Ainsi nous avons retrouvé dans de nombreuses œuvres d’artistes l’imagerie médicale comme modalité d’apparition sensible du corps, portraits d’un nouveau genre, présence indicielle plus que re-présentation, sans caractère iconique de ressemblance au sens piercien du terme. Les artistes détournent l’imagerie médicale et la rigueur de la science pour signifier d’une vérité, celle de l’intériorité de l’être. Les œuvres s’emparent de l’empreinte numérique de nos corps virtualisés en jouant sur sa valeur symbolique.

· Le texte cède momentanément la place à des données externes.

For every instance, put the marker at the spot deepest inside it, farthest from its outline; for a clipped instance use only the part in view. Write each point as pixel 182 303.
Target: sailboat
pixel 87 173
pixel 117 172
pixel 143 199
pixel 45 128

En retour interrogeant la pratique médicale, ces œuvres pointent le fait que l’imagerie instaure une relation sensible étrange et inquiétante entre le sujet vivant et son corps. Présentation visuelle d’un corps virtuel et morcelé, elle modifie notre rapport au monde, notre rapport à l’altérité et à la mort. L’image médicale, plus que le produit d’une technique, est révélée comme une expérience sensible, l’expérience d’un patient devant son double désincarné, devant une image-objet d’un sujet devenu transparent. Cette expérience s’avère indissociable de son énonciation. « La légende ne deviendra-t-elle pas l’élément le plus essentiel du cliché ? »[8] disait Walter Benjamin mais une légende donnant une place à la parole échangée devant l’image et à la possibilité d’une médecine à la fois discours scientifique et pratique sociale organisée autour de la subjectivité de chacun.

Dans cette hégémonie du regard ces œuvres forment parfois une réponse critique aux exigences de transparence. L’imagerie médicale est un paradigme de la transparence qui régit nos sociétés modernes. Selon Jean Clair « La transparence est le début de l’horreur. Être transparent, c‘est ne plus exister. C’est une version de l’homme qui a perdu son ombre… »[9]. La science vise le réel, et pour l’atteindre fabrique un monde-image, un monde transparent, sans limites, où intérieur et extérieur sont désormais continus, un monde de transparence où tout serait mis en pleine lumière, livré à tous les regards : « l’oeil absolu »[10] comme le dit Gérard Wacjman. Foucault avait déjà noté que « Notre société n’est pas celle du spectacle, mais de la surveillance ; sous la surface des images, on investit les corps en profondeur…». [11]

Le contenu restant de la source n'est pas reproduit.